About computation speed difference between multi_normal_lpdf and lpdf matrix operation

Dear all,

x \sim MVN(0, C I_d) 

I am wondering int terms of specifying the model in stan code, will writing out the log likelihood as a matrix be faster than running a for loop over all the data point?

I thought writing out the log likelihood as

target += - N/2 *(log_determinant (C) + 1/N * trace( inverse (C)  * crossprod(x))); 

will be faster due to the vectorization but in my experiments, it is taking even longer time than running a for loop over all the data point.

for(n in 1:N){
target +=  multi_normal_lpdf(x[n]|rep_vector(0,D), C);
}
}

Can anyone explain?

One difference in terms of the setup I noticed is that when I define the input data x, in order to using the crossproduct, I write the first one as

matrix[N,D] x; // data

instead of

vector[D] x[N]; //data

All the others are the same, does this slow things down?

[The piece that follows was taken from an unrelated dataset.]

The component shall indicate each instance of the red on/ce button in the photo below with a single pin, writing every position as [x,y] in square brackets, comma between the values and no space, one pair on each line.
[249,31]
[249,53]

You should try the multi normal cholesky for which analytic gradients are in Stan.

To be more concrete, Stan’s multi_normal_cholesky distribution is both vectorised (so no looping required) and has analytical gradients (which means it samples more efficiently).

As a toy example, you would use it like the following:

data {
  vector[D] x[N]; //data
}

transformed data {
  vector[D] x_mu = rep_vector(0,D);
}

parameters {
  cholesky_factor_corr[D] C;
}

model {
  C ~ lkj_corr_cholesky(1);
  x ~ multi_normal_cholesky(x_mu, C);
}
2 Likes